Saudi Arabian football administrator

Yasser bin Hassan bin Mohammed al-Misehal (ياسر بن حسن بن محمد المسحل; born 15 January 1974), is a Saudi Arabian football administrator who is a member of the FIFA Council since February 2023.

He had been the eighth president of the Saudi Arabian Football Federation since its official establishment in 1956. He was elected in June 2019 by acclamation by the General Assembly of the Saudi Football Association for its fourth session from 2019 to 2023 and elected for the second term from 2023 to 2027.

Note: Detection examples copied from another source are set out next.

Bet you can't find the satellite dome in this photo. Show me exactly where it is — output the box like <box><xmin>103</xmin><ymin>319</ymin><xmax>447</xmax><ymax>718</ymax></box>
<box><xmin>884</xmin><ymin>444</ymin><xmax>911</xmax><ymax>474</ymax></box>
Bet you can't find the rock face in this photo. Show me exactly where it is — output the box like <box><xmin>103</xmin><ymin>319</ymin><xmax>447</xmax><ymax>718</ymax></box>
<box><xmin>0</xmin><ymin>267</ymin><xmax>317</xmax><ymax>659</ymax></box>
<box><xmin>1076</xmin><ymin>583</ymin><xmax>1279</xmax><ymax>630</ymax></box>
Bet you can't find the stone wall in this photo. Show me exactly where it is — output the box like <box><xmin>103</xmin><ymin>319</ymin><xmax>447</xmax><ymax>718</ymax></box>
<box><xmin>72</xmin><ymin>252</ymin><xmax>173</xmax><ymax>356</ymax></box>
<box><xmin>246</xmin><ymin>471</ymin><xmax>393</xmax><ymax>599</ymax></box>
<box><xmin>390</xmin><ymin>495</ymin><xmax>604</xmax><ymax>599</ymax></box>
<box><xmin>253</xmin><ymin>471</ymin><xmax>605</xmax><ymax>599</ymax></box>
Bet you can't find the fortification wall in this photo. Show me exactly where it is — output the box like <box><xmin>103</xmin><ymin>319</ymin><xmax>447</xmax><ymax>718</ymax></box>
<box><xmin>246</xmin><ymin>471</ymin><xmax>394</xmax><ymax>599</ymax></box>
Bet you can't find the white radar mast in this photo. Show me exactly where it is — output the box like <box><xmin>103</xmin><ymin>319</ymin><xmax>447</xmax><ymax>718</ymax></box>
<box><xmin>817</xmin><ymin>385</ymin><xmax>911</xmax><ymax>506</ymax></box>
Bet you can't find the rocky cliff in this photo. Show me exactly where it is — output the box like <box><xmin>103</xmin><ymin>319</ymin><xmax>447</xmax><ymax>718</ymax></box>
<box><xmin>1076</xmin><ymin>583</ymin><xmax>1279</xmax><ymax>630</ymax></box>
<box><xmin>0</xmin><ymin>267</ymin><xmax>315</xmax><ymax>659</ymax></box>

==Early life and education==
He graduated with a bachelor's degree with honors in financial management from King Fahd University of Petroleum and Minerals in 1996.

==Career==
Al Mishehal is an honorary member of Al-Ettifaq Club since 1997.

He was a member of the Al-Aghmal Youth Committee at the Chamber of Commerce in Riyadh from 2009 to 2016.

Al Mishehal was elected president of the Saudi Pro League in June 2016. He submitted his resignation in 2017.

Al Mishehal was elected president of the Saudi Arabian Football Federation in June 2019.

In February 2023, Al Mishehal became one of the members of the FIFA Council, as he was elected in January 2023.